Empaが開発を検討する"バイオ炭"とは?
バイオ炭はご存知だろうか。植物や家畜の排泄物などを加熱し炭化させることで、作物の成長を促進したり、汚染水を浄化したりする機能を持った材料のことだ。このバイオ炭は、古くから利用されている。
近年、このバイオ炭に対する注目度は増している。その理由の1つに、カーボンニュートラルへの動きがあるという。CO2が温室効果ガスとして地球温暖化に寄与するため、この大気中のCO2を吸収・固定することで、地球温暖化の対策になるというものだ。
もう1つの理由として、農地で使用される肥料に対するニーズの変化もある。昔は、枯葉や家畜の排泄物などが堆肥として利用されていたのだが、化学肥料の発展・普及とともに衰退していった。しかし、昨今の健康志向の高まり、そして安全性を気にする消費者が増えたことから、消費者が有機栽培を選択する傾向が高まっており、化学肥料の使用や輸出入を禁止する国もあるほどだ。

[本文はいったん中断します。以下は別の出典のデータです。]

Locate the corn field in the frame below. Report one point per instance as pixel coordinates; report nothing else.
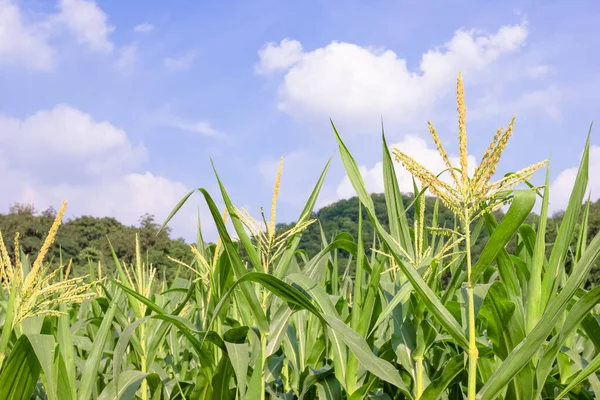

このような理由から、バイオ炭に関する論文の発表数も大幅に増加しているという。
では、Empaが検討しているバイオ炭はどのようなものだろうか。同材料は、植物由来の原材料や農林業の廃棄物を使っており、建物の断熱材などに適用できるという。このバイオ炭を含む断熱材は、植物が成長過程で吸収したCO2を、そのままの状態で特別な熱処理によって永久に固定することができる。
また建物の解体の際は、断熱材としてのバイオ炭を農地に導入すれば、土壌が肥沃になり、数百年から数千年にわたって安定した状態を保つことができるとする。つまり、バイオ炭を建物の断熱材として利用することで、先述した2つのメリットをどちらも実現できるのだ。
しかしEmpaによると、まだこの材料にも課題はあるという。例えば、この断熱材を販売するには、現在市場に出回っている断熱材とスペックを合わせなければいけない。また、十分な防火機能も持たせる必要が出てくる。しかしこのような課題をクリアし、ミネラルウールやEPSといった従来の断熱材に代替することができれば、年間約50万tのCO2排出を抑制することができると試算されている。ちなみにこの量は、スイスにおける温室効果ガス排出量の約1%に相当するという。
いかがだったろうか。このバイオ炭が開発され実用化されれば、カーボンニュートラルの実現はもちろん、農林業や建築業にとってもメリットがあるものになる。とても魅力的なテクノロジーだ。